A84 is dominated by nearly homogeneous cumulus orthopyroxene, and minor chromite found within cumulus orthopyroxene grains and interstitial areas [1]. Olivine and orthopyroxene show disequilibrium compositions (Fe/Mg of 0.35 in olivine, 0.29 in orthopyroxene). Similar assemblages of olivine, chromite and orthopyroxene can be found in other martian meteorites, such as the nearly identical shergottites LEW 88516 and ALH 77005 (L&A) and the lithology A megacryst assemblage of EETA 79001 (EET-A)[1, 3-6]. The relatively consanguine mineralogy and texture of these lithologies suggests that they could have been derived from similar basaltic parental magmas. Calculated parents for L&A and EET-A are remarkably similar (Ex from [7]; i from [3]). Very early crystallization of such a liquid, from 1250° to 1200°C, produces an assemblage of olivine + chromite + orthopyroxene [7]. Further equilibrium crystallization of such a parent results in the resorption of olivine to produce orthopyroxene, and later pigeonite. The accumulation of early crystallization products could produce the heter-adcumulates L&A, the orthocumulate A84, and the mesocumulate EET-A lithologies under various conditions of exclusion of evolving intercumulus liquid. Chassigny’s cumulus orthopyroxene requires that mineral to crystallize before plagioclase, suggesting a more shergottite-like composition, much different than previously determined parents for that meteorite [7,8]. Although complex scenarios of mixing or assimilation are required to account for the varying observed trace-element and isotopic compositions for these rocks, the possible parental similarities suggest that a generic brand of Al-poor basaltic magma was (or is) globally prevalent on Mars [7,9].
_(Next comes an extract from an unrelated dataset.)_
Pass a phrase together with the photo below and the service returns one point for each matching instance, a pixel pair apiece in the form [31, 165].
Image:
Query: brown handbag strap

Although olivine in A84 may have been resorbed during magmatic evolution, another way to reduce its abundance is metamorphic reaction at much lower temperatures. The abundant carbonates in A84 are Mg- and Fe-rich and Ca-poor; they are estimated to have formed below 740°C during fluid influx through the shattered rock [1]. The absence of anthophyllite and/or talc from A84 implies that H2O was a minor constituent of these fluids and suggests a possible method of forming the magnesite present. At temperatures around 550°C and very high values of XCO2 (>0.85), CO2 and olivine react to form magnesite and orthopyroxene. Magnesite can also be formed through reaction of CO2 with orthopyroxene, but would produce free SiO2 as well, which has not been found in A84 [10]. Substantial olivine may have been present before its removal by magmatic resorption and metamorphic alteration.

References:  [1] Mittlefehldt D. W. (1994) Meteoritics, 29, 214-221. [2] Wadhwa M. and Crozaz G. [1994] LPS XXV, 1451-1452, and personal communication. [3] Harvey R. P. et al. (1993) GCA, 57, 4769-4783. [4] McSween H. Y. Jr. et al. (1979) EPSL, 45, 275-284. [5] McSween H. Y. Jr. and Jarosewich E. (1983) GCA, 47, 1501-1513. [6] Steele I. M. and Smith J. V. (1982) Proc. LPSC 13th, in JGR, 87, A375-A384. [7] Longhi J. and Pan V. (1989) Proc. LPSC 19th, 451-464. [8] Johnson M. C. et al. (1991) GCA, 55, 349-366. [9] Wadhwa M. et al. (1994) GCA, in press. [10] Johannes W. (1969) Am. J. Sci., 267, 1083-1104.